Cependant l’œuvre de Víctor Manuel Rendón Pérez -Ministre Plénipotentiaire de l’Équateur en France et en Espagne de 1903 à 1914, Docteur en médecine de la Faculté de Paris, écrivain (4) et traducteur- reste bien méconnue. Pour cette raison, en transcrivant sur notre blog, en plusieurs parties, ses traductions poétiques -publiées dans son livre sur Olmedo, ce très grand poète équatorien (5),- nous voulons lui rendre un hommage tout particulier, en présentant ainsi cette production:
«La victoire de Junin, Hymne à Bolivar, a consacré la célébrité d’Olmedo en Amérique et immortalisé son nom de poète» écrivit si bien Víctor Manuel Rendón (6). Pour introduire ce chant épique de 909 vers, (7) entièrement traduit en alexandrins par notre traducteur, nous commencerons par reproduire sa «Genèse», ensuite les traductions: des lettres de José Joaquín Olmedo à Simón Bolívar, «la victoire de Junin, Hymne à Bolivar», les réponses du Libérateur et, finalement, les répliques d’Olmedo.

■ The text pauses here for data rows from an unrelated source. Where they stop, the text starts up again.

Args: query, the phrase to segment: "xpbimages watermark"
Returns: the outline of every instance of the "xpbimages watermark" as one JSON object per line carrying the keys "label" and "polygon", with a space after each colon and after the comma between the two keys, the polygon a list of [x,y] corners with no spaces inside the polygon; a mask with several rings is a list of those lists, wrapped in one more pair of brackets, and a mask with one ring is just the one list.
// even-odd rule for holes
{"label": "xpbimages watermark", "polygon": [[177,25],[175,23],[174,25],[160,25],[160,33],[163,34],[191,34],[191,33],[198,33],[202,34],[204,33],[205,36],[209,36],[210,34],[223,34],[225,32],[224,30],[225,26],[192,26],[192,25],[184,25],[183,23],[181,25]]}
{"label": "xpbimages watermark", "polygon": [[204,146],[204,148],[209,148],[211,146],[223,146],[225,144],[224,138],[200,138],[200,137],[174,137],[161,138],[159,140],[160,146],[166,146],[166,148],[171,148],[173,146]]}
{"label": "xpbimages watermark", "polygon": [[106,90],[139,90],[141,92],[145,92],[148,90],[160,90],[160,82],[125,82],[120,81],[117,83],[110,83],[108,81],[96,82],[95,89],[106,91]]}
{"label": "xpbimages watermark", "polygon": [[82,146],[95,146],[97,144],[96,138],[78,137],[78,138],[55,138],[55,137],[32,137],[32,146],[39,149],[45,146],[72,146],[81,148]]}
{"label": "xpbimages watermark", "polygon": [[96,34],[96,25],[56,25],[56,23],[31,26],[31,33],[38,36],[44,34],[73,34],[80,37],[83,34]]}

(1) Aurelio Espinosa Pólit: José Joaquín Olmedo: Poesía-Prosa, Quito-Ecuador, Biblioteca Ecuatoriana Mínima. Editorial J.M. Cajica JR. S.A. Puebla-México, 1960; page 45.
(2) Cependant il faut prendre en compte cette indication: «This book may have occasional imperfections such as missing or blurred pages, poor pictures, errant marks, etc. that were either part of the original artifact, or were introduced by the scanning process. We believe this work is culturally important, and despite the imperfections, have elected to bring is back into print as part of our continuing commitment to the preservation of printed works worldwide. We appreciate your understanding of the imperfections in the preservation of process, and hope you enjoy this valuable book”. Olmedo; homme d’État et poète américain, chantre de Bolívar, imprimé le 24 mai 1904 par Buissière, Sain-Amand, 1904.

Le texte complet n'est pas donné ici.